Machine Learning Note 7: matrix factorization Recommender.Matrix.Factorization

1 matrix decomposition Overview

1.1 used in any place

Recommended system: it is the most famous beer and diapers that bad street stories, there is now recommended headlines feeding system users. Not to say.

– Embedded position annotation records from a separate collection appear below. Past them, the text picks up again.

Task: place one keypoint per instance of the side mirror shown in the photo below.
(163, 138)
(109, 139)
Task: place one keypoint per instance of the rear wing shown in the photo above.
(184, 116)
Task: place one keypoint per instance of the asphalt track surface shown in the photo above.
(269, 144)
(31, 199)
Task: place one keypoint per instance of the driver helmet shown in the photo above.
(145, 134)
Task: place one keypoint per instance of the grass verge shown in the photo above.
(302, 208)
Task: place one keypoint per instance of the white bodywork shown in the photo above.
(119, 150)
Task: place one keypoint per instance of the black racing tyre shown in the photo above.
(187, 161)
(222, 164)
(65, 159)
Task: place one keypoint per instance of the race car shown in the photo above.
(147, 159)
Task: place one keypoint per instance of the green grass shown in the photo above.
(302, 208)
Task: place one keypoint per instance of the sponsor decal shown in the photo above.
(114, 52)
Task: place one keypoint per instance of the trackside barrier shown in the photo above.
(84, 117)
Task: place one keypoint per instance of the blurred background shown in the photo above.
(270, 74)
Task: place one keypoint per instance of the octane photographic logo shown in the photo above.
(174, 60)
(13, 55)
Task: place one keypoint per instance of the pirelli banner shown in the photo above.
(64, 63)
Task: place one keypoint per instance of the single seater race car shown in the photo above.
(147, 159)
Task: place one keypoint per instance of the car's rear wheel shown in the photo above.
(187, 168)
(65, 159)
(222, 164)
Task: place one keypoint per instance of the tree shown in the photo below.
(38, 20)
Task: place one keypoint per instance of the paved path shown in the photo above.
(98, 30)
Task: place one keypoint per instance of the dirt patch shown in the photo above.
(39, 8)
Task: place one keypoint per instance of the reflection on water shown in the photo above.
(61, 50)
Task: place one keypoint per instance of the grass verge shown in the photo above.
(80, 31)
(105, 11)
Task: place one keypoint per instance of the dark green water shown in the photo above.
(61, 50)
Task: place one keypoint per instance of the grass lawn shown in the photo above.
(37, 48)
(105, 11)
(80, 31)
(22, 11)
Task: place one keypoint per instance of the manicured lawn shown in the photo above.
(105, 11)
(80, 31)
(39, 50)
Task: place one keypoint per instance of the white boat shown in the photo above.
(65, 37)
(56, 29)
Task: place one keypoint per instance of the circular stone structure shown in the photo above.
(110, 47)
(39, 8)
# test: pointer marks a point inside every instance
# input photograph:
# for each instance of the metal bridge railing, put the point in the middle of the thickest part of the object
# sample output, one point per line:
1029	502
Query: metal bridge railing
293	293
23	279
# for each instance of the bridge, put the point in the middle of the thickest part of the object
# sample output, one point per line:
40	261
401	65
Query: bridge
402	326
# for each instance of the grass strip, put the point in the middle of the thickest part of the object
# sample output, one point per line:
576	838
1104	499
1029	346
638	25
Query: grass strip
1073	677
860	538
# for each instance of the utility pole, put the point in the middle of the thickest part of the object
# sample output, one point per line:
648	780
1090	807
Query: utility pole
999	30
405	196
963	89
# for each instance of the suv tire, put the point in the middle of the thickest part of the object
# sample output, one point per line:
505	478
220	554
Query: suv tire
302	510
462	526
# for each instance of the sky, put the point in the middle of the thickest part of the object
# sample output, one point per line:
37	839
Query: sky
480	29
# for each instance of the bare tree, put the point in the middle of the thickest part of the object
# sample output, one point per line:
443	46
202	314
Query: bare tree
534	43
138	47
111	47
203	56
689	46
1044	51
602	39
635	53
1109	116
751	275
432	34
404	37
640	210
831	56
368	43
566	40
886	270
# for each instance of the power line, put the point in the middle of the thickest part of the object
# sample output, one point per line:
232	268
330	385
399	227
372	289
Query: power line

1.2 Recommended principles

Set, matrix R represents 3 4 Rating of film, and P is the matrix U by the decomposition of the matrix arithmetic, R is predicted matrix.
At this point we can see that the matrix R
value is very close to the original matrix R value, the value is the numbers we want to fill after this.

2 matrix decomposition principle

2.1 The objective function

As shown in 1.2, it is the result of our desired result R * and R results in the minimum difference.
Therefore, we can obtain the objective function:
\ [Arg \ min_ {the U-, P} \ SUM _ {(I, J) \ in the Z} (R_ {ij of} -U_ {I} of P_ {J} ^ {T}) ^ 2 \\ \\ Z = \ {(i , j): r_ {ij} are known \} \]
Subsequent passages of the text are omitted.